(by Sara A. Carter, WashingtonTimes.com) – In a highly dramatic turn of events, the top five terrorists behind the Sept. 11 attacks told a military judge Monday that they want to confess their guilt and find martyrdom in their execution.
The defendants said they made their decision Nov. 4, when Barack Obama was elected U.S. president. Khalid Shaikh Mohammed, the purported ringleader who drew up the detailed plans for the attack, along with the other four co-defendants decided not to continue defending themselves against the capital charges, they told the judge.
Mr. Obama has promised to close the detention facility at the U.S. Naval Base Guantanamo Bay, Cuba, and end the war trials.
Mohammed has mentioned that he welcomed his execution as a path to martyrdom. Army Col. Stephen Henley, the judge in the case, asked all five if they were prepared to enter a plea, and all five said yes.

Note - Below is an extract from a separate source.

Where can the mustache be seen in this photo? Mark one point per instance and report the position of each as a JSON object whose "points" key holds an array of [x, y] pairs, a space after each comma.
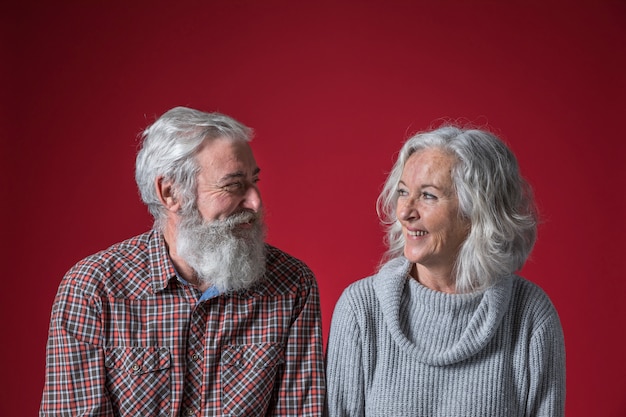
{"points": [[242, 217]]}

Judge Henley, however, said competency hearings for two of the detainees precluded the other three from immediately filing pleas.
“We want everyone to plead together,” said Mohammed, who wore a long, white beard.
The judge read aloud in court a letter written by the five defendants in which they requested “an immediate hearing session to announce our confessions,” the Associated Press reported.
The letter implies that they want to plead guilty, but does not specify whether they will admit to any specific charges. It also says they wish to drop all previous defense motions.
Mohammed, who was one of three high-ranking terrorists waterboarded by the CIA and has admitted being the mastermind behind the attacks, said Monday that he did not trust the judge or his Pentagon-appointed lawyers. He went on to include President Bush among those he didn’t trust.
“I don’t trust you,” Mohammed said in English during the hearing.
Mr. Obama has publicly stated that he opposes the military commissions, as the trials at Guantanamo are referred to. The president-elect has said he will close the detention center holding about 250 men.
Jeffrey Addicott, director for the Center for Terrorism Law at St. Mary’s University in San Antonio, Texas, said closing Guantanamo Bay would create a public-relations disaster for the United States and present the country with logistical problems of what to do with dozens of detainees.
Military officials allowed a group of relatives from some of the 2,973 people killed Sept. 11 to attend the proceedings at the prison.
Alice Hoagland of Redwood Estates, Calif., whose son, Mark Bingham, was killed when United Flight 93 crashed in a rural area of Pennsylvania, told the Associated Press that the confession was like a “bombshell” to her.
Mrs. Hoagland said she hoped Mr. Obama, whom she described as “even-minded” and “just,” would punish the five terrorists.
“The U.S. is doing its best to prove to the world that this is a fair proceeding,” Hamilton Peterson of Bethesda, whose parents Donald and Jean were on Flight 93, told the AP.
“It was stunning to see today how not only do the defendants comprehend their extensive rights and how they take them for granted. They are explicitly asking the court to hurry up because they are bored with the due process they are receiving.”